GM's High-Performance Pension Machine

By Allan Sloan
Tuesday, April 10, 2007

There hasn't been much good news out of General Motors in recent years, but you'll be glad to know that at least one part of GM's U.S. operation is finally fixed: its pension funds. GM may be having a hard time turning around its auto business and getting its financial statements straight, but it's kicked butt in pensionland. In fact, GM's funds have done so well that the company has switched about $20 billion in pension assets to lower-risk bonds from higher-risk stocks. It's the equivalent of taking chips off the table after you've gotten ahead of the game.

Here's the deal. For reasons we'll examine later, GM's pension surplus increased by $9.6 billion in 2006. That gain would have made GM spectacularly profitable if pension results were part of companies' income statements, as some folks propose. I think that's a bad idea because pension returns distort results, which in turn would discourage companies from offering them. Not that they need much discouragement these days.

GM shows just how volatile pensions can be. In a mere four years, its U.S. funds have swung $35 billion, going from $17.8 billion underfunded (according to generally accepted accounting principles) in 2002 to $17.1 billion overfunded last year. To lock in those hard-earned gains, GM has switched investment targets in its $101 billion pension portfolio to just 29 percent stocks and 52 percent bonds from 49 and 32, respectively. (The other 19 percent is in real estate and "alternative investments" such as hedge funds.) Bonds are much less volatile than stocks, hence the change. "It's all about maintaining the funded status of your pension funds," GM's chief financial officer, Fritz Henderson, told me. "We want to take pension risk off the table."

How did GM go from the most underfunded corporate plans in the country four years ago to the most overfunded? By putting a ton of money -- $18.5 billion -- into the funds in 2003, most of which it raised in a giant bond issue. It wanted to fix its pension problems once and for all, which it did by getting above-market returns on that new money in what turned out to be an excellent investment market. GM has a stellar investment staff, and I've joked for years that it should dump the car biz and become a money manager. But who listens to me?

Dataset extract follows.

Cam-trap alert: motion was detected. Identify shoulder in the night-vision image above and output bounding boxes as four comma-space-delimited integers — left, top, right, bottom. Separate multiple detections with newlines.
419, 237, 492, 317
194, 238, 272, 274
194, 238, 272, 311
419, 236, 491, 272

Although GM can't transfer the $17 billion surplus from its pension funds to its corporate coffers, it's using the surplus indirectly to help buy time for an auto turnaround. The pension funds absorbed several billion dollars in costs to help facilitate 34,000 early retirements last year as part of GM's huge cutback in its workforce. GM is also using its pension surplus to pick up part of its tab for the debacle at Delphi, the former GM parts division that filed for bankruptcy protection in 2005. GM expects to assume $1.5 billion to $2 billion of Delphi pension obligations as part of Delphi's planned emergence from bankruptcy protection this year.

Now let's crunch some numbers to see how GM ended up almost $10 billion ahead on its U.S. pension funds last year. (I keep stressing "U.S." because GM's non-U.S. pension funds are underfunded, but we're dealing only with the United States today.) Interest rates first. It doesn't make intuitive sense, but higher interest rates make pension-fund liabilities seem smaller than lower rates do. Here's why: Say you promise to pay someone $10,000 30 years from now. At an interest rate of 5.7 percent, which GM used in its 2005 calculations, that $10,000 liability three decades out goes on today's books as an obligation of $1,896. At 5.9 percent, the 2006 number, that liability is only $1,791. (GM doesn't get to choose its own discount number -- it uses a formula that's based on long-term interest rates.) The rate change's impact on GM's funds: about $1.6 billion.

Then there are investment returns. GM was projecting a 9 percent overall return last year but earned 15 percent. That added $5.4 billion to the surplus. Then there's everything else: an addition to the surplus by cutting back salaried employees' pensions, a charge from the aforementioned 34,000 early retirements and a variety of other stuff, all of which added $2.6 billion to the surplus. GM has now lowered its expected return on pension assets to 8.5 percent, but that doesn't affect the pensions' surplus.

And yes, there's a broader point I want to make. GM illustrates how volatile pension numbers can be. So remember not to panic when you hear about pension "crises" unless the plan's sponsor is about to go into bankruptcy. You should also remember that pension surpluses can disappear if markets crater. And one final point: GM shows that fixing a purely financial problem like pensions can be a lot quicker than fixing a complicated manufacturing business. Like cars.